We knew what the protesters at the Trump rallies know, intuitively or not: The only way you get attention when you are a minority group under attack is if you are brave enough to put your body on the line and give the media a show, as impassioned and sincere as you are. This is something that white male columnists of a certain class really do not get because they don't know that experience of marginalization. This seems to lead them to believe everyone's on the same playing field when it comes to access to the levers of mass media. It may be because they can exercise their speech simply writing more columns well-placed in prime media real estate, and don't seem to comprehend that most people do not have that privilege.

When the protesters go to Trump's events they are attending an event open to the public, and they know full well that they will be ejected and possibly arrested when they disrupt the event. And Trump has every right to have them removed for disrupting the event, and have the event go on.

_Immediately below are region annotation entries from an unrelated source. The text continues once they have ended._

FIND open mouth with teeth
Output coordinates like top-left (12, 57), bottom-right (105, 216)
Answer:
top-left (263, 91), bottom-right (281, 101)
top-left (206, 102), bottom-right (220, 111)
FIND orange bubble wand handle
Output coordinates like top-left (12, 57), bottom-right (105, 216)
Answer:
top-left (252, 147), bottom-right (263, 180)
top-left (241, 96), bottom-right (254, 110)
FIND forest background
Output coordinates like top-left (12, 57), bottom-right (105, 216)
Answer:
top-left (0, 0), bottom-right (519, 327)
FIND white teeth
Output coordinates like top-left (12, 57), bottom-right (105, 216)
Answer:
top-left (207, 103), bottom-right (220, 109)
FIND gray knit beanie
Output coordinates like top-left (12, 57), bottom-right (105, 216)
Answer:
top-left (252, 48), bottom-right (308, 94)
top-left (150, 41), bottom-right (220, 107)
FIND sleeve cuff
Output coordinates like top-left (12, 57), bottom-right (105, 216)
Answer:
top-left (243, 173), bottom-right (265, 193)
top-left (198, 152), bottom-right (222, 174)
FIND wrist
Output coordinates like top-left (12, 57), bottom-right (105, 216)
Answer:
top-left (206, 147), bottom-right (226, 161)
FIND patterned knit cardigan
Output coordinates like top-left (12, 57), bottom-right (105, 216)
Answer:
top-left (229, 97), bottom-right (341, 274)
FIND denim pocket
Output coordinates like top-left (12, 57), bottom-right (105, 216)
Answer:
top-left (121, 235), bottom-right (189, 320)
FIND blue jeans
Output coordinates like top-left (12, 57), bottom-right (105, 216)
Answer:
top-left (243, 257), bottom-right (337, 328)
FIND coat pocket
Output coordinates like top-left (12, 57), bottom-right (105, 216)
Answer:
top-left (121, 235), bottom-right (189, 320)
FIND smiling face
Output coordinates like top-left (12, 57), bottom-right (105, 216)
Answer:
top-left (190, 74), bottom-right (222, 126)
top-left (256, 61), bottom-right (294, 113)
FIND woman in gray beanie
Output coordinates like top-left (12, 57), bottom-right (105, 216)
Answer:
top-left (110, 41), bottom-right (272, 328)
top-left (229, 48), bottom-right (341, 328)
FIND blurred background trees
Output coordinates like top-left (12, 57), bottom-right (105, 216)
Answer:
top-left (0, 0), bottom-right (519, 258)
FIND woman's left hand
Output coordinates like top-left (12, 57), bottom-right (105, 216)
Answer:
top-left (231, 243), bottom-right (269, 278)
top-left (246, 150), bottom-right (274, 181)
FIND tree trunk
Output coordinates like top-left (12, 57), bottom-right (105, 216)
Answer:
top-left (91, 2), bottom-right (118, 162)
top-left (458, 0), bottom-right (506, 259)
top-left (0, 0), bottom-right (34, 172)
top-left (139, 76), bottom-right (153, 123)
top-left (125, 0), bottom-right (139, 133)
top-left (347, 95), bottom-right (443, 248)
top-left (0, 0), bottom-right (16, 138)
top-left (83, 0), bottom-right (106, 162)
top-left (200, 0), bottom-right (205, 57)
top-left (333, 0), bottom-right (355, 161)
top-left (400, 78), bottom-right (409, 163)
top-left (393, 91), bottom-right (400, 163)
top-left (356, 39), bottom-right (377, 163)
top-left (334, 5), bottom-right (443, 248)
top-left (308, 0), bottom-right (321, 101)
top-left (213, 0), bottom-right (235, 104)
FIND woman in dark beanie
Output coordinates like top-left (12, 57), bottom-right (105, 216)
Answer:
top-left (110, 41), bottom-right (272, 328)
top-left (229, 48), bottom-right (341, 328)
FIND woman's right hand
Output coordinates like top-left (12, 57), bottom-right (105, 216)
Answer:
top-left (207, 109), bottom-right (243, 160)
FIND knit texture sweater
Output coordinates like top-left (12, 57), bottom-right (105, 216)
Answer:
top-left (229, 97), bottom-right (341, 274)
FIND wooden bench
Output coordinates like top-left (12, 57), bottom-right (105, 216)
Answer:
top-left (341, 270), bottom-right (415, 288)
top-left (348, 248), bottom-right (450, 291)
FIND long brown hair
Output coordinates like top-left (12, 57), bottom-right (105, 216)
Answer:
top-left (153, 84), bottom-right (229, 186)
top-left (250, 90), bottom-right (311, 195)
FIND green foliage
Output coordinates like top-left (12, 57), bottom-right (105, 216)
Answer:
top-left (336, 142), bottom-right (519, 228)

What no one has a right to do, however, is to physically attack the protesters, egged on by Trump and his calls to violence. And when that does happen it is not the protesters who are to blame. If critics want to argue that the protesters should have better sense in order to avoid violence than to go to Trump's events, then they better go after the media for shutting the dissenters out and giving Trump non-stop attention for his heinous views.

Because without any ability to speak in the media, those who oppose Trump can't just let Trump's words go unchecked. They must do what it takes to get the message out, because, again, desperate times call for desperate measures.